The cluster of containers deployed by this middleware will auto-scale based on the number of documents that need to be processed. The cluster scales up to a maximum of 5 instances by default, and scales down to zero when there are no documents to process.

ℹ️ You can configure the maximum amount of instances that the cluster can auto-scale to by using the withMaxInstances method.

import { FfmpegProcessor } from '@project-lakechain/ffmpeg-processor';

const ffmpeg = new FfmpegProcessor.Builder()
  .withScope(this)
  .withIdentifier('FfmpegProcessor')
  .withCacheStorage(cache)
  .withVpc(vpc)
  .withSource(source)
  .withIntent(intent)
  .withMaxInstances(10) // 👈 Maximum amount of instances
  .build();

🌉 Infrastructure

You can customize the underlying infrastructure used by the FFMPEG processor by defining a custom infrastructure definition. You can opt to do so if you’d like to tweak the performance of the processor or the cost of running it.

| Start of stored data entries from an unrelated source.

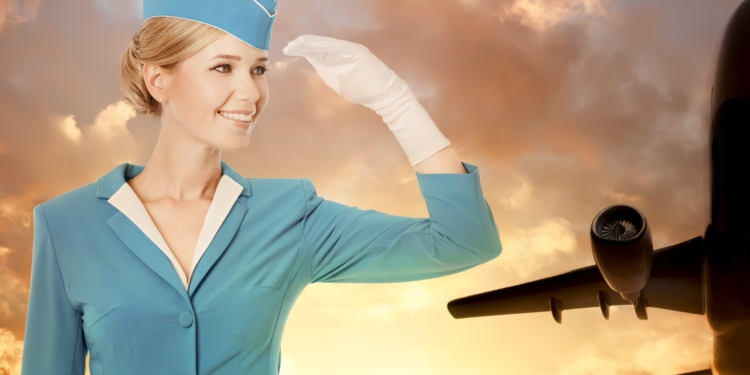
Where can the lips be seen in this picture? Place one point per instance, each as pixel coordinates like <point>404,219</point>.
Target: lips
<point>237,116</point>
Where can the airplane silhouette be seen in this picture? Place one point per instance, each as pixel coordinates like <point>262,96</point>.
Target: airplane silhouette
<point>708,275</point>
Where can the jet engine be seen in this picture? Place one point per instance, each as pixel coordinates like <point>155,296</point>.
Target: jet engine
<point>621,243</point>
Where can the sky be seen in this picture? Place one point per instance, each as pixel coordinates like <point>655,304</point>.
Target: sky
<point>565,106</point>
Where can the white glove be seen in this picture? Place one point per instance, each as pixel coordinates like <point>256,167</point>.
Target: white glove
<point>356,74</point>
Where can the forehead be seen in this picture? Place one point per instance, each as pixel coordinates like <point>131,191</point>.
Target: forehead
<point>231,45</point>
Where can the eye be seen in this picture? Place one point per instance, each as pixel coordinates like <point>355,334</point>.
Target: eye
<point>226,68</point>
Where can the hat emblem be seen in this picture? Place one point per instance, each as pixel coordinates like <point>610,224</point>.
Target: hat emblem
<point>266,5</point>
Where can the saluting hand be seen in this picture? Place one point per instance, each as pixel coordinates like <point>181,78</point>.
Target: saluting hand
<point>356,74</point>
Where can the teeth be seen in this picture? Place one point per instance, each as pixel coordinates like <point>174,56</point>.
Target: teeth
<point>237,116</point>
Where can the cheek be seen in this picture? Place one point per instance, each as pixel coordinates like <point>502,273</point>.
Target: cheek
<point>197,98</point>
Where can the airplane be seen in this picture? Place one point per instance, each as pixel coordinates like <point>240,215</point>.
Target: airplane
<point>707,275</point>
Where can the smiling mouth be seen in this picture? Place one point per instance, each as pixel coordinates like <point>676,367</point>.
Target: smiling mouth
<point>237,116</point>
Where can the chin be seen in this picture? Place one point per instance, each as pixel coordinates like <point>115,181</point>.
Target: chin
<point>233,145</point>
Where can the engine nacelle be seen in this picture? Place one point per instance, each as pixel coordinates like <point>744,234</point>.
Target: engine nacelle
<point>621,243</point>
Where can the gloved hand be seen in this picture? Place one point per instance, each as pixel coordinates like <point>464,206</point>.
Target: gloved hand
<point>356,74</point>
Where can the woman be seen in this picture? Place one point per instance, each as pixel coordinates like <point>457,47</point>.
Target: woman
<point>186,267</point>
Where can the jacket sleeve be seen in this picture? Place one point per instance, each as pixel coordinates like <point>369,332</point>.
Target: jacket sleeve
<point>350,245</point>
<point>53,342</point>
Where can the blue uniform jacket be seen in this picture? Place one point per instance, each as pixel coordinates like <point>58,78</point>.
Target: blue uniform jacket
<point>99,284</point>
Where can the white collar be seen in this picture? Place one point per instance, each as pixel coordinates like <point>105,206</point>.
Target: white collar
<point>125,200</point>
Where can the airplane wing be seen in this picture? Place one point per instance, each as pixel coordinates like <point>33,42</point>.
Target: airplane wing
<point>703,372</point>
<point>675,284</point>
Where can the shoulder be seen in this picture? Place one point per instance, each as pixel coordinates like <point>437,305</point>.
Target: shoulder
<point>75,206</point>
<point>285,192</point>
<point>70,200</point>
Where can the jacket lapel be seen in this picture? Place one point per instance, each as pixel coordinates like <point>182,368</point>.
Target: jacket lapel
<point>143,247</point>
<point>223,237</point>
<point>146,250</point>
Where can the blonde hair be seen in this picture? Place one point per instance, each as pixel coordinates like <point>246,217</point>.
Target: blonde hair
<point>162,41</point>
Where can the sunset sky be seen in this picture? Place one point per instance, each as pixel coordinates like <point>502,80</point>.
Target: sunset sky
<point>566,107</point>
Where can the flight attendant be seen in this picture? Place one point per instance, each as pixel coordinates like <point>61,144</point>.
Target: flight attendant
<point>183,266</point>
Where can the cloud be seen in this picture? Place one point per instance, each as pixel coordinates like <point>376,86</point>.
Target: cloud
<point>10,353</point>
<point>528,250</point>
<point>15,11</point>
<point>542,15</point>
<point>111,121</point>
<point>68,128</point>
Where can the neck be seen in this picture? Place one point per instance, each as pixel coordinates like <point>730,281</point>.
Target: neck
<point>181,168</point>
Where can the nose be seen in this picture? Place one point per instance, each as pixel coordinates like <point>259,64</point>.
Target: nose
<point>247,89</point>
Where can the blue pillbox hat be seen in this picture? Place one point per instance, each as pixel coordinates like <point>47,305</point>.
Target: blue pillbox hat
<point>249,20</point>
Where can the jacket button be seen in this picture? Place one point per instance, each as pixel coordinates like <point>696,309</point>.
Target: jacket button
<point>186,319</point>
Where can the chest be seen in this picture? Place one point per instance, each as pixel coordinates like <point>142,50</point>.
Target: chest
<point>180,224</point>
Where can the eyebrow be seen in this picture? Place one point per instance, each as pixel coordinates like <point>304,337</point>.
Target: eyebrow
<point>233,57</point>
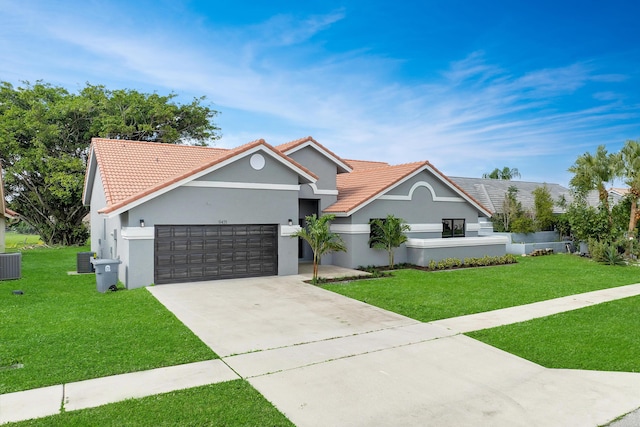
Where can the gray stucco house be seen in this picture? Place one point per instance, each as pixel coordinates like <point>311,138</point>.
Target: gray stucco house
<point>3,214</point>
<point>175,213</point>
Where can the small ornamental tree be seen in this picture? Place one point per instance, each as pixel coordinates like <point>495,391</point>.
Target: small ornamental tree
<point>389,234</point>
<point>322,241</point>
<point>543,203</point>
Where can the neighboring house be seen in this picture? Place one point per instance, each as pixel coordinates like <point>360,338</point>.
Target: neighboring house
<point>492,192</point>
<point>176,213</point>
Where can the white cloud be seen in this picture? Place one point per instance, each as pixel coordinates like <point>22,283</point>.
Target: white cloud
<point>475,114</point>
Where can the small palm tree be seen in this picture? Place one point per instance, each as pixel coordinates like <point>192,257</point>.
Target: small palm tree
<point>322,241</point>
<point>389,234</point>
<point>594,172</point>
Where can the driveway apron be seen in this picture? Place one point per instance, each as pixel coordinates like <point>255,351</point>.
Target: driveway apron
<point>324,359</point>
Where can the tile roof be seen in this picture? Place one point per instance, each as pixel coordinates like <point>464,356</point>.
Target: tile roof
<point>491,192</point>
<point>365,164</point>
<point>362,185</point>
<point>131,170</point>
<point>286,148</point>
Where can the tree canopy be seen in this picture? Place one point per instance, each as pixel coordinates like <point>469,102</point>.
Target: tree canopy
<point>45,133</point>
<point>321,239</point>
<point>505,173</point>
<point>388,234</point>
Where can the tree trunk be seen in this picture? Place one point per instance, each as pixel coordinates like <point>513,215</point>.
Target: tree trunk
<point>632,218</point>
<point>315,269</point>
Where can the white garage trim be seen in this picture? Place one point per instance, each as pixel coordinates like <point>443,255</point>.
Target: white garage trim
<point>138,233</point>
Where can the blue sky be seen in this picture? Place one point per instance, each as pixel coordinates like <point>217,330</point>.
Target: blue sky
<point>467,85</point>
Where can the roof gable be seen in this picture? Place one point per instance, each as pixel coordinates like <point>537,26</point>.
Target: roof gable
<point>299,144</point>
<point>362,186</point>
<point>133,172</point>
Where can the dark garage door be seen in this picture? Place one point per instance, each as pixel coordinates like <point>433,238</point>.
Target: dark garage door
<point>188,253</point>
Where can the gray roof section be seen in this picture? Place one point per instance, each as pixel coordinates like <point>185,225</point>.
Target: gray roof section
<point>491,192</point>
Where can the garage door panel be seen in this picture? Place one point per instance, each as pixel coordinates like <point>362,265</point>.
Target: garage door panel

💁 By default, the FFMPEG processor executes Docker containers on AWS ECS using c6a.xlarge instances.

import * as ec2 from 'aws-cdk-lib/aws-ec2';
import { FfmpegProcessor, InfrastructureDefinition } from '@project-lakechain/ffmpeg-processor';

const ffmpeg = new FfmpegProcessor.Builder()
  .withScope(this)
  .withIdentifier('FfmpegProcessor')
  .withCacheStorage(cache)
  .withVpc(vpc)
  .withSource(source)
  .withIntent(intent)
  .withInfrastructure(new InfrastructureDefinition.Builder()
    .withMaxMemory(15 * 1024)
    .withGpus(0)
    .withInstanceType(ec2.InstanceType.of(
      ec2.InstanceClass.C6A,
      ec2.InstanceSize.XLARGE2
    ))
    .build())
  .build();

🏗️ Architecture

The FFMPEG processor runs on an ECS cluster of auto-scaled instances, and packages FFMPEG and the code required to integrate it with Lakechain into a Docker container.

The files created within the user-provided funclet are stored on an AWS Elastic File System (EFS) mounted on the container.

FFMPEG Processor Architecture

🏷️ Properties

Supported Inputs

Mime Type	Description
`video/*`	The FFMPEG processor supports all video types supported by FFMPEG.
`audio/*`	The FFMPEG processor supports all audio types supported by FFMPEG.
`application/cloudevents+json`	The FFMPEG processor supports composite events.

Supported Outputs

Mime Type	Description
`video/*`	The condition middleware can produce any video type supported by FFMPEG.
`audio/*`	The condition middleware can produce any audio type supported by FFMPEG.

Supported Compute Types

Type	Description
`CPU`	This middleware only supports CPU compute.

📖 Examples

Building a Generative Podcast - Builds a pipeline for creating a generative weekly AWS news podcast.
Building a Video Chaptering Service - Builds a pipeline for automatic video chaptering generation.